Frogmore is a Grade II listed two-storey, stucco-faced house sitting in the north of the Frogmore Estate at Windsor.

Frogmore Cottage

The Duke and Duchess of Sussex have been asked to “vacate” Frogmore Cottage.

It is a Grade II listed two-storey, stucco-faced house sitting in the north of the Frogmore Estate on the Windsor Estate.

The estate is the site of Frogmore House, a beautiful 17th century manor which has been a royal residence since 1792, which was where Harry and Meghan had their evening reception after their wedding in May 2018.

Owned by the Crown Estate, it was a gift from Harry’s grandmother, the late Queen, and had been the couple’s UK home.

Duke and Duchess of Sussex Netflix documentary
The Duke and Duchess of Sussex (Joe Giddens/PA)

The house was built from 1680 to 1684 by Charles II’s architect, Hugh May, on the estates of Great and Little Frogmore, which were bought by Henry VIII in the 16th century and let to various tenants.

The name comes from the high number of frogs which live in the low-lying marshy area, which is set within a long sweeping curve of the River Thames.

The lease passed through many hands until 1792 when Queen Charlotte, wife of George III, purchased it to use the house as a country retreat for her and her daughters.

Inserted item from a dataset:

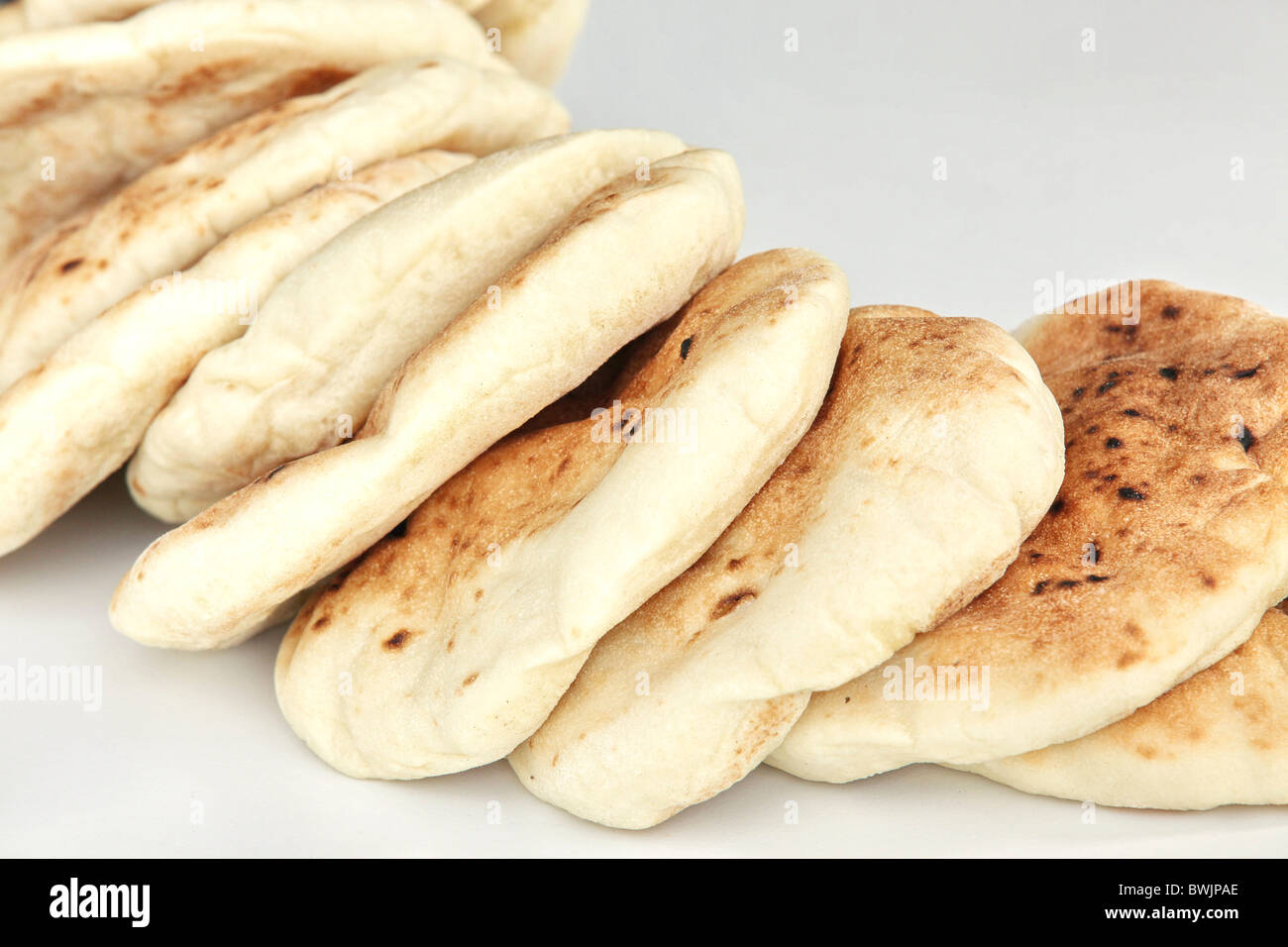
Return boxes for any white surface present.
[0,0,1288,856]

It later became the home of the Duchess of Kent, Queen Victoria’s mother, who is laid to rest in a mausoleum in the grounds.

Frogmore House was repaired, restored and redecorated in the 1980s, revealing lost early 18th-century wall paintings by Louis Laguerre illustrating scenes from Virgil’s Aeneid.

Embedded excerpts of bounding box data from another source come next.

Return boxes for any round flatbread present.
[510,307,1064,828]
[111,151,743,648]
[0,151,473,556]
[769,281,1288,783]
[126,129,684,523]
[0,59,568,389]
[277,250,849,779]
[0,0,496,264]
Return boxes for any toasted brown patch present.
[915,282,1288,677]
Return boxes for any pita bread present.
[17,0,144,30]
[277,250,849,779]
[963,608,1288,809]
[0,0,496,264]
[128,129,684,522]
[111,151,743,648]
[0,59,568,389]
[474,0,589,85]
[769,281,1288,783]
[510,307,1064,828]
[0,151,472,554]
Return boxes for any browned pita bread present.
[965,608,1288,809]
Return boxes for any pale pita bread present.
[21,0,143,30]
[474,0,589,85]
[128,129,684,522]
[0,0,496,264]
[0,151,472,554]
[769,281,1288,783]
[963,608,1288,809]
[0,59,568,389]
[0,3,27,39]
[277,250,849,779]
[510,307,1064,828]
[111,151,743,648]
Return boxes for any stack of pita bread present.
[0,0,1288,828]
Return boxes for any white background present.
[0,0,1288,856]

The Duchess of Kent’s lilac-coloured sitting room is recreated as accurately as possible from how it appears in old photographs from 1861.

There is also the Britannia Room where, following the decommissioning of the Royal Yacht in 1997, the Duke of Edinburgh arranged a selection of items to reflect the interior of the much-loved vessel.

The winding lakes, wooded mounds, glades, walks and bridges around the Grade I listed building were laid out in the 1790s, and include a summerhouse designed as a Gothic ruin.

The grounds include the Mausoleum of Queen Victoria and Prince Albert and the Royal Burial Ground where Harry’s great great uncle, the abdicated King Edward VIII, is buried with his wife, Wallis Simpson, later Duchess of Windsor.

In 2019, royal accounts revealed that Meghan and Harry paid £2.4 million to cover the refurbishment and rental of Frogmore Cottage.

The couple faced a public backlash when the cost of refurbishing the home initially fell to the taxpayer.

The bill included structural work, rewiring and flooring, among other costs.

A spokesperson for the couple said: “We can confirm the Duke and Duchess of Sussex have been requested to vacate their residence at Frogmore Cottage.”